I also wondered why I was born. I did not ask to be born into this painful world, and to see Mother suffer. I was tired of seeing her harassed by the Japanese, South Koreans, and North Koreans. I was frustrated at feeling helpless. I also felt sorry for us, for we belonged nowhere. I was angry at Hi-Bum, who had brought us so much suffering for his political stand. I was angry at Father for being a Christian minister, who had brought suffering on himself and the family because of his faith in God. I was angry at God for not coming to the aid of His children. I thought that God would reward those who believed and honored Him while punishing those who ignored Him. What I witnessed was the opposite. The communists and the Japanese who scorned Him prospered while those who followed Him suffered. God seemed far, far away!
A native of Seoul, Korea, Hi-Dong Chai was educated in the United States. He received a Ph.D. in electrical engineering, worked for IBM and taught at San Jose State University. He retired as a professor emeritus in 2002.

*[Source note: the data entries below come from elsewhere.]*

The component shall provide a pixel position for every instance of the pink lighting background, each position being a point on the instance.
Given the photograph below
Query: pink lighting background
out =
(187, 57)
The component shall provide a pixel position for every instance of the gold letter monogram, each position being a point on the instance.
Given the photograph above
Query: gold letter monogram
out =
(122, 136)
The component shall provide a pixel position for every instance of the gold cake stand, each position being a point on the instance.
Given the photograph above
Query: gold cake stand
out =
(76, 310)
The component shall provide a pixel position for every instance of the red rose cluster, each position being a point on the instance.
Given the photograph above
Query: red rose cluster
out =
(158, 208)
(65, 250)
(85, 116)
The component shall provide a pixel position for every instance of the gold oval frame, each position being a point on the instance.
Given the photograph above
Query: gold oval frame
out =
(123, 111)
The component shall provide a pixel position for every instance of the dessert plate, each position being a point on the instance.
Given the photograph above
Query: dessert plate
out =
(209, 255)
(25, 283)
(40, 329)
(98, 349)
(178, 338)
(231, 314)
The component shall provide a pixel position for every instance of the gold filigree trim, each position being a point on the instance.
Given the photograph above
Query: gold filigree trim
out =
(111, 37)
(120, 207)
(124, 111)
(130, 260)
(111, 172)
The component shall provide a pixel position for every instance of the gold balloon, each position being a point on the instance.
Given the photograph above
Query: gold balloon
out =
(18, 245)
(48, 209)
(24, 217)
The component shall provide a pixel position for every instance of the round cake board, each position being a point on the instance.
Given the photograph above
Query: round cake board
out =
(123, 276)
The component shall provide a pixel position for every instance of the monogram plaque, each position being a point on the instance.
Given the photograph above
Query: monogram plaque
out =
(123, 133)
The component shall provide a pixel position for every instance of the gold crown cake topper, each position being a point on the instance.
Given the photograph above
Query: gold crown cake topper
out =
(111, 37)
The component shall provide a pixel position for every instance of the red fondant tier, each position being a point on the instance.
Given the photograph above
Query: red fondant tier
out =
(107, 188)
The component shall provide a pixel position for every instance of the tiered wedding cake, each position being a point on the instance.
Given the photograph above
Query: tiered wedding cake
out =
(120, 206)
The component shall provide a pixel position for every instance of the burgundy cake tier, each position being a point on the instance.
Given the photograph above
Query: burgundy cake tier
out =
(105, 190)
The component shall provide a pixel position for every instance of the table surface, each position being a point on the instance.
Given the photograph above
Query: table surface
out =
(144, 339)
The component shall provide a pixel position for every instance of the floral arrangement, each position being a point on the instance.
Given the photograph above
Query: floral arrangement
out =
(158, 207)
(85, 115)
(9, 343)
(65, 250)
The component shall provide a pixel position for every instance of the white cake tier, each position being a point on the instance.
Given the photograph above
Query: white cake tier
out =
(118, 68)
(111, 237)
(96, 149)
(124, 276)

As one who lost his loved ones through WWII under Japan and through the Korean War, after his retirement, he has directed his time and effort to creative writing to share his thoughts, his feelings and his life experiences. He published My Truest Hope in the Guideposts magazine and e-published Blossoms and Bayonets, coauthored with Jana McBurney-Lin in 2012. In 2013, he e-published Cindy and a Korean Boy and Shattered by the Wars on Kindle, Nook and Smashwords. His other works can be found in www.hidongchai.com.
Dr. Chai, I have just read your story and am sitting here processing it…grieving over the emotional physical hardships war imposes on so many individuals in so many ways, moved by the reference and respect you held/hold for your mother, and nodding my head in agreement at the frustration and doubts that often accompany the “big” questions you pose towards the end of the story. I think the repetition and repeating concern in the story of who will be at the door is so effective (and no doubt true) as a means of building tension in the arc of the story, as well. Thank you for this well-done glimpse into an experience that many of us in this country have no frame of reference for.

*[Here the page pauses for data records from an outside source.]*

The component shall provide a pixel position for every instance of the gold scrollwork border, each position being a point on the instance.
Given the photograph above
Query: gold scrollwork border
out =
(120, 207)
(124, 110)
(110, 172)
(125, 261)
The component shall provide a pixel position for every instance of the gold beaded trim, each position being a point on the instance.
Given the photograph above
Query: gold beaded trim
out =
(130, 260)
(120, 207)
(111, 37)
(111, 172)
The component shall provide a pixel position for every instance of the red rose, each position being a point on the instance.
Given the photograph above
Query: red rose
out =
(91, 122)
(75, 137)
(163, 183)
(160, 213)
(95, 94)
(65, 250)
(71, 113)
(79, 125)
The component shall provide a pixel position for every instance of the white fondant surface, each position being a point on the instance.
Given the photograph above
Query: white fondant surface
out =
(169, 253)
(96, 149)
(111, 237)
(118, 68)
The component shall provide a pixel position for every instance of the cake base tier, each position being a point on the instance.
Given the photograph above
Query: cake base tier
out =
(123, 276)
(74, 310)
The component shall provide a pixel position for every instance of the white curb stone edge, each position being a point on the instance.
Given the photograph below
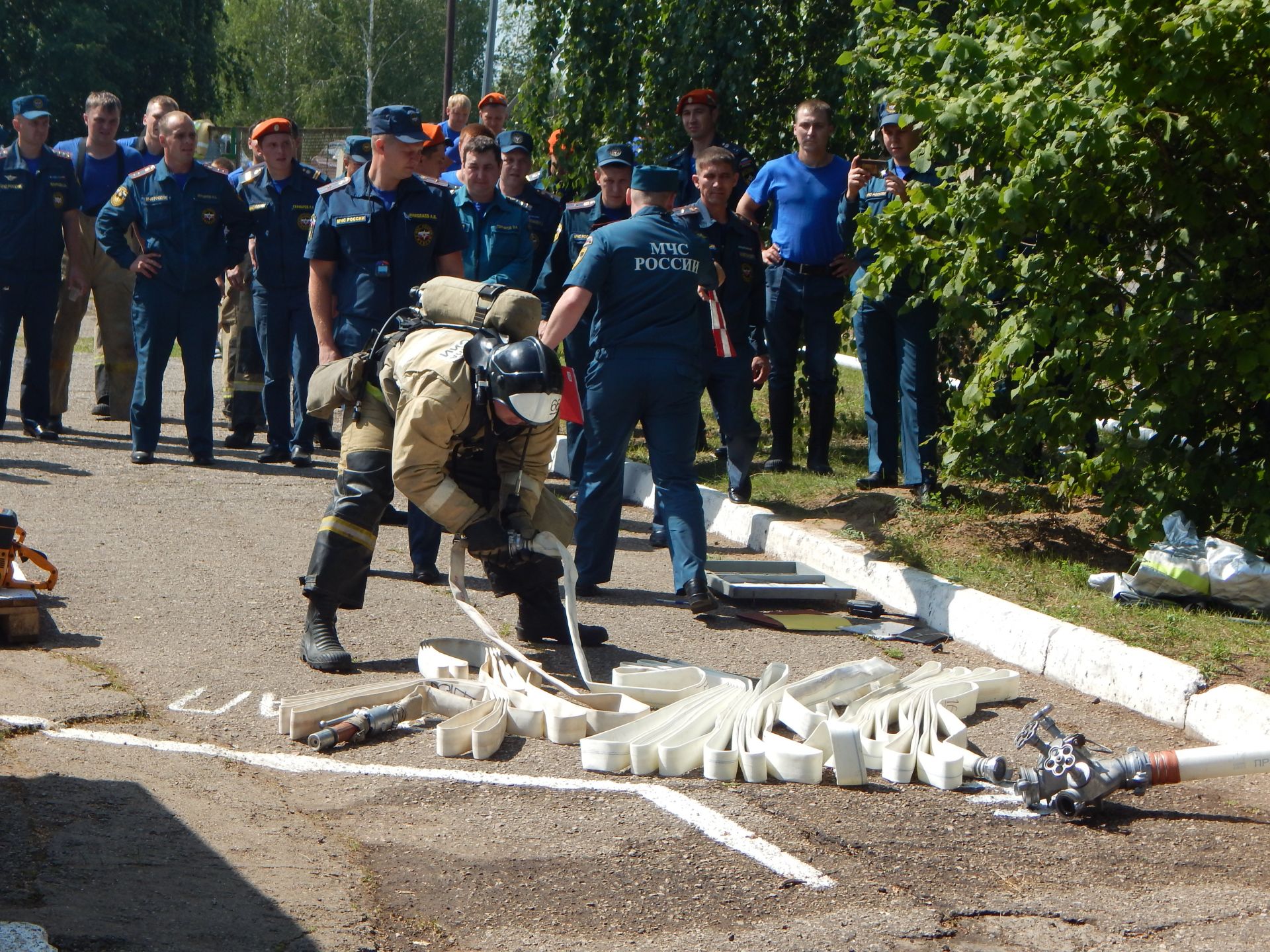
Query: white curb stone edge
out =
(1095, 664)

Dorothy, I came across your comment today, Jan. 2, 2014. Thank you. When I picture my mother suffer during WWII under Japan and during the Korean War, my heart still aches with deep pain. Those memories compelled me to write Shattered by the Wars. I am so grateful that Inspiring Voices of Guidepost magazine published the story in paperback last October. You can view the front pages by visiting
http://www.amazon.com/Shattered-Wars-But-Sustained-Love/dp/146240796X
Happy and healthy new year to you.
Chai
Dear Hi-Dong,
Thanks so much for your story! I’m actually teaching the Korean War to my students–the same group that appears in my story, Honorary Sister, on this very site–and it is so nice to have a personal account to balance out the large-scale political and military material we’ve been discussing. Very moving piece! All the best. Kevin
Kevin,
Thank you for reading my story, which is a part of Shattered by the Wars, the story of my family during WWII under Japan and during the Korean War. After completing this story in June this year, I realized that this might me a good story for Americans to read and appreciate how fortunate they are to live in America where no foreign soldiers tell them what god to worship, what language to speak, what flags to fly…
Shattered by the Wars is on Kindle, and Inspiring Voices of Guideposts magazine will publish the story in print form before the year end.